Context-Free Grammars (CFG)

Introduction

Context-free grammars (CFGs) are a fundamental tool for defining formal languages. They provide a way to specify the structure of strings in a language using production rules. CFGs are widely used in:

Programming language design
Parsing and compilation
Natural language processing
Formal language theory
Syntax specification

In this article, we’ll explore context-free grammars, how they work, and how to use them to define languages.

Grammar Basics

Definition of Grammar

A grammar is a formal system for generating strings in a language. It consists of:

Terminals: Symbols that appear in the strings (alphabet symbols)
Non-terminals: Symbols that represent language constructs
Production rules: Rules for replacing non-terminals with strings
Start symbol: The non-terminal from which derivation begins

Notation:

G = (V, Σ, R, S)
V = set of non-terminals
Σ = set of terminals (alphabet)
R = set of production rules
S = start symbol

Production Rules

A production rule has the form:

A → α

Where:

A is a non-terminal (left-hand side)
α is a string of terminals and non-terminals (right-hand side)

Examples:

S → NP VP           (sentence → noun phrase verb phrase)
NP → Det N          (noun phrase → determiner noun)
VP → V NP           (verb phrase → verb noun phrase)
Det → the | a        (determiner → "the" or "a")
N → dog | cat        (noun → "dog" or "cat")
V → chased | saw     (verb → "chased" or "saw")

Context-Free Grammars

Definition of CFG

A context-free grammar is a grammar where each production rule has exactly one non-terminal on the left-hand side.

Form:

A → α
where A is a non-terminal and α is any string of terminals and non-terminals

Why “context-free”? The replacement of A doesn’t depend on the context (symbols around A). We can always replace A with α regardless of what surrounds it.

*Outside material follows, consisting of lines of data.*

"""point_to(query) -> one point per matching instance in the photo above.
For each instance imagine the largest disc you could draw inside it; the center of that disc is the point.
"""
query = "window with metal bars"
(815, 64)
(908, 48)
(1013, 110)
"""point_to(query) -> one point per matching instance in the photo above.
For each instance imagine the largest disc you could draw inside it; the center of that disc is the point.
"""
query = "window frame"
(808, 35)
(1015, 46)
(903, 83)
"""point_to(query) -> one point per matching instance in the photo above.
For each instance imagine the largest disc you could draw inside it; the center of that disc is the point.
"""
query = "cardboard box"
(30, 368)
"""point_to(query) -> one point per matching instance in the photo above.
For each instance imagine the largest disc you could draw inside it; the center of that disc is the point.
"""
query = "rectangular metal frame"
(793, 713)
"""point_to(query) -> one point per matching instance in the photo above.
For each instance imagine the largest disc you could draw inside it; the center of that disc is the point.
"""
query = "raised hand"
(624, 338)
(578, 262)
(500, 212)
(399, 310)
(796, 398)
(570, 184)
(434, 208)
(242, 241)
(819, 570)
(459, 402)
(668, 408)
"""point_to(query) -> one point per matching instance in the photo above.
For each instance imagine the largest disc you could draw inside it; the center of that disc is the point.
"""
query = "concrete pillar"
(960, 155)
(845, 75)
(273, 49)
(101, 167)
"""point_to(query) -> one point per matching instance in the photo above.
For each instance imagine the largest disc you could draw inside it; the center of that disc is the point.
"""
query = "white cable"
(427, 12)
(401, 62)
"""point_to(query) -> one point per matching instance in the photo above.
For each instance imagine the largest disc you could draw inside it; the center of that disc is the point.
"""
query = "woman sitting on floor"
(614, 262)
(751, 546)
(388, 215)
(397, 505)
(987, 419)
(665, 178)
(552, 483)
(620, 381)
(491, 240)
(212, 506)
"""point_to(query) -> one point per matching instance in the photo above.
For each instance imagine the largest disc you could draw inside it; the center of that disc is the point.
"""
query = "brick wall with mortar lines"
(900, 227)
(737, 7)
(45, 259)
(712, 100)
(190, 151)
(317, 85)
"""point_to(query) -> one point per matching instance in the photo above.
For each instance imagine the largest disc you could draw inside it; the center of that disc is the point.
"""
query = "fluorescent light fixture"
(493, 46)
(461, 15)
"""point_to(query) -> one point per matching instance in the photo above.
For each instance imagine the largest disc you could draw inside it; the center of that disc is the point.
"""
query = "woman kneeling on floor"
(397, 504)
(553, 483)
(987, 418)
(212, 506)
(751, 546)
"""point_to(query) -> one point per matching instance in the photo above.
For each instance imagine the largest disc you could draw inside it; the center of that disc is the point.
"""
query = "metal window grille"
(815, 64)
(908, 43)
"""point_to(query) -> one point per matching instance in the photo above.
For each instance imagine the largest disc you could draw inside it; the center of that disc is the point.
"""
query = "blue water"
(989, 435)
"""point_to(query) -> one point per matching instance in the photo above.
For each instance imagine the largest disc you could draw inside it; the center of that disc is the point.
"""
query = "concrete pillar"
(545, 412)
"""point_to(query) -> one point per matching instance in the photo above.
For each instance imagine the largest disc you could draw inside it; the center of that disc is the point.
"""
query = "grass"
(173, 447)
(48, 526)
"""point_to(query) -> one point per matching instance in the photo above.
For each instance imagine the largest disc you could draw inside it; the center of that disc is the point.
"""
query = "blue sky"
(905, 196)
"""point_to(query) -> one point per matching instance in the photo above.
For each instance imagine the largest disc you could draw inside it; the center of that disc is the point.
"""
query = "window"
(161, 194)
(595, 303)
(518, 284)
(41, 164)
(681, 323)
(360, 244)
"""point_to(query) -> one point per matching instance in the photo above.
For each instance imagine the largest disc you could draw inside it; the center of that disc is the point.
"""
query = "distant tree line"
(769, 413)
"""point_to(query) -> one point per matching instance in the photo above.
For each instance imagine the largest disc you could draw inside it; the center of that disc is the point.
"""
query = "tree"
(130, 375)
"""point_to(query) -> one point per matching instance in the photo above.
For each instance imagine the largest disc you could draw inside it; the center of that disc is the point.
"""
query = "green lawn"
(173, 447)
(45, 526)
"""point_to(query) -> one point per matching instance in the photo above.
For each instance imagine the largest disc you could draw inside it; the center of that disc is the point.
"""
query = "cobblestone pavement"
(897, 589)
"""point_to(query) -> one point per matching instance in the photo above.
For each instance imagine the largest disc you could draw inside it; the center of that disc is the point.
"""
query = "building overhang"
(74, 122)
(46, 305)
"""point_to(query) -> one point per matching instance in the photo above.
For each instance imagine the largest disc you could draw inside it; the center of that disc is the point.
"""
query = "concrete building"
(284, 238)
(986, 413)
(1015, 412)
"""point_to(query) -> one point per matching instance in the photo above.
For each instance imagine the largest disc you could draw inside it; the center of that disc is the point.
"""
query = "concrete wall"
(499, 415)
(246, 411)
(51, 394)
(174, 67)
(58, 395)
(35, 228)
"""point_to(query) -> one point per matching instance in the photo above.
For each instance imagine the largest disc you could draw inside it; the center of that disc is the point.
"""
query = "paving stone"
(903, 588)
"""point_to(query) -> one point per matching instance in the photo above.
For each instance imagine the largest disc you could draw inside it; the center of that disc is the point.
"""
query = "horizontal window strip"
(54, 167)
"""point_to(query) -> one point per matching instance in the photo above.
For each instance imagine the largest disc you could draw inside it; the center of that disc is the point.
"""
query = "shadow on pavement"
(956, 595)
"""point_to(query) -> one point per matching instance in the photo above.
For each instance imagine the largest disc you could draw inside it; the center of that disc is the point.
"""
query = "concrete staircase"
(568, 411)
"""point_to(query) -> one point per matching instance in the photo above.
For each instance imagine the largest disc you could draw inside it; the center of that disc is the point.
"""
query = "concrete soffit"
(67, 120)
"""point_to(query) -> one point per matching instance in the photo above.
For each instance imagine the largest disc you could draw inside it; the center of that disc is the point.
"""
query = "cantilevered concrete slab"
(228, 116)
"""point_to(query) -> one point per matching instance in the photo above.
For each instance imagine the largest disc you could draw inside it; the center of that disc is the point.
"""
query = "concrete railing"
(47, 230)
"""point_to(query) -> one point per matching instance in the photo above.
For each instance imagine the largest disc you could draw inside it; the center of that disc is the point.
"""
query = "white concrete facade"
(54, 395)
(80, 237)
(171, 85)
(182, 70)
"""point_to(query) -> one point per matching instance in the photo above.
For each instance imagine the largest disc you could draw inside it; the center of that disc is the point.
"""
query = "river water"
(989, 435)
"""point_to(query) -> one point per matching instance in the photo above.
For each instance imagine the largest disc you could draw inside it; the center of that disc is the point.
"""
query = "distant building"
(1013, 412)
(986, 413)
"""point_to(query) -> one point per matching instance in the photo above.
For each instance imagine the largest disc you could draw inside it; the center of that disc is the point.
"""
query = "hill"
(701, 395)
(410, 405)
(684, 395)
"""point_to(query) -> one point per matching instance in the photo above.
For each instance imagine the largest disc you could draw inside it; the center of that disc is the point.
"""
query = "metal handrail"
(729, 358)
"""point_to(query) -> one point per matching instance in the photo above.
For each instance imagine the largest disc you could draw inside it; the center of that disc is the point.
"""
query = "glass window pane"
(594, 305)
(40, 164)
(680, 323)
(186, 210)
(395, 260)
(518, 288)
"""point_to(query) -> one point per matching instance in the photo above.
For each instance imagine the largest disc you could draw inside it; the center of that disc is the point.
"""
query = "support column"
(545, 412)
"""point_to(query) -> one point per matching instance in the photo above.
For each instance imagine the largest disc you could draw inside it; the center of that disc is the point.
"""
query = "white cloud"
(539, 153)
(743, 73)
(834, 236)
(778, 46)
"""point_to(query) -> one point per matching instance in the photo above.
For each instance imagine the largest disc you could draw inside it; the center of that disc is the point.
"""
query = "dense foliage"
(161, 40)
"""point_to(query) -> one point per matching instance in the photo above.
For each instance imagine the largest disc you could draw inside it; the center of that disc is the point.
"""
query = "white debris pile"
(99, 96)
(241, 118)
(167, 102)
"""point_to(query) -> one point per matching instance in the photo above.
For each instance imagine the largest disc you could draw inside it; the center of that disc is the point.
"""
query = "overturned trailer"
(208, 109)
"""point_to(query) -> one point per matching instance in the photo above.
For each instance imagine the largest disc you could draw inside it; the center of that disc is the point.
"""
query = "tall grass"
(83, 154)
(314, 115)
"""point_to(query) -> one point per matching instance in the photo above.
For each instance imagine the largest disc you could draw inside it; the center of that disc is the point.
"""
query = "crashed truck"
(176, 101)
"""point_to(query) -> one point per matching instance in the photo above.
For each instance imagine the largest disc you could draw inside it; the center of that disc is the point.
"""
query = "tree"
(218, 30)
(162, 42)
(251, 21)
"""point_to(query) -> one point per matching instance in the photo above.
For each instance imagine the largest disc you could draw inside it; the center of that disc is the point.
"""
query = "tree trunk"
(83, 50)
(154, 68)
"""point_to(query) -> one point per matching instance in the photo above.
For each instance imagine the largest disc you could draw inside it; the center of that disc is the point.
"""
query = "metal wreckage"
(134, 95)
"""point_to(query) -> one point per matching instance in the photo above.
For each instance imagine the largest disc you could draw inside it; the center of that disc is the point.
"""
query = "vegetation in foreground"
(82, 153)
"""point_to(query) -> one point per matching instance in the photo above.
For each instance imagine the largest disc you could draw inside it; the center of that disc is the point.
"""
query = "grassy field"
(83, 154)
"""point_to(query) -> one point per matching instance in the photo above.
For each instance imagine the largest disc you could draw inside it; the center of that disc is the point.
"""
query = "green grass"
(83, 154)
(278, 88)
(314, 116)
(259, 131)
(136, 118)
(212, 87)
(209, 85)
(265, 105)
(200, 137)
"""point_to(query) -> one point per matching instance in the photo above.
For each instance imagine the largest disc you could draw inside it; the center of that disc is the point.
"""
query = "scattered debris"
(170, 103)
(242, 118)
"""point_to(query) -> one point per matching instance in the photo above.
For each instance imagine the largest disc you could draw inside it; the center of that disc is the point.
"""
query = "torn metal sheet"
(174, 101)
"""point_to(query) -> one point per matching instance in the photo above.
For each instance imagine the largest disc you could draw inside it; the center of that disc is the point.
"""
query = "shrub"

Example CFG: Simple Arithmetic

E → E + T | T
T → T * F | F
F → (E) | num

Terminals: +, *, (, ), num
Non-terminals: E, T, F
Start symbol: E

This grammar generates arithmetic expressions like:

num
num + num
num * num
(num + num) * num

Derivations

Definition of Derivation

A derivation is a sequence of production rule applications that transforms the start symbol into a string.

Notation:

S ⇒ α₁ ⇒ α₂ ⇒ ... ⇒ αₙ

Leftmost Derivation

In a leftmost derivation, we always replace the leftmost non-terminal.

Example:

Grammar:
S → NP VP
NP → Det N
VP → V NP
Det → the
N → dog | cat
V → chased

Leftmost derivation of "the dog chased the cat":
S ⇒ NP VP
  ⇒ Det N VP
  ⇒ the N VP
  ⇒ the dog VP
  ⇒ the dog V NP
  ⇒ the dog chased NP
  ⇒ the dog chased Det N
  ⇒ the dog chased the N
  ⇒ the dog chased the cat

Rightmost Derivation

In a rightmost derivation, we always replace the rightmost non-terminal.

Example:

Same grammar as above.

Rightmost derivation of "the dog chased the cat":
S ⇒ NP VP
  ⇒ NP V NP
  ⇒ NP V Det N
  ⇒ NP V Det cat
  ⇒ NP V the cat
  ⇒ NP chased the cat
  ⇒ Det N chased the cat
  ⇒ Det dog chased the cat
  ⇒ the dog chased the cat

Parse Trees

Definition of Parse Tree

A parse tree is a tree representation of a derivation. Each:

Internal node is a non-terminal
Leaf node is a terminal
Edge represents a production rule application

Example Parse Tree

Grammar:
S → NP VP
NP → Det N
VP → V NP
Det → the
N → dog | cat
V → chased

Parse tree for "the dog chased the cat":

        S
       / \
      NP  VP
     / \  / \
   Det N V  NP
    |  |  |  / \
   the dog chased Det N
              |   |
             the  cat

Ambiguity

A grammar is ambiguous if a string can have multiple parse trees.

Example:

Grammar:
E → E + E | E * E | num

String: num + num * num

Parse tree 1 (left-associative):
      E
     / \
    E   *
   / \   \
  E   +   E
  |   |   |
 num num num
(Evaluates to: (num + num) * num)

Parse tree 2 (right-associative):
      E
     / \
    E   +
    |   / \
   num E   *
       |   / \
      num E   E
          |   |
         num num
(Evaluates to: num + (num * num))

Language Generated by a Grammar

Definition

The language generated by a grammar G, denoted L(G), is the set of all strings that can be derived from the start symbol.

Notation:

L(G) = {w | S ⇒* w and w contains only terminals}

Example

Grammar:

S → aSb | ε

Language:

L(G) = {aⁿbⁿ | n ≥ 0} = {ε, ab, aabb, aaabbb, ...}

Derivations:

S ⇒ ε                    (generates ε)
S ⇒ aSb ⇒ ab             (generates ab)
S ⇒ aSb ⇒ aaSbb ⇒ aabb  (generates aabb)

Grammar Design

Designing a Grammar for a Language

Step 1: Understand the language structure Step 2: Identify the main components Step 3: Write production rules for each component Step 4: Test the grammar with examples

Example 1: Balanced Parentheses

Language: All strings of balanced parentheses

Grammar:

S → (S) | SS | ε

Derivations:

S ⇒ ε                           (empty)
S ⇒ (S) ⇒ ()                    (one pair)
S ⇒ (S) ⇒ ((S)) ⇒ (())          (nested)
S ⇒ SS ⇒ (S)(S) ⇒ ()()          (sequential)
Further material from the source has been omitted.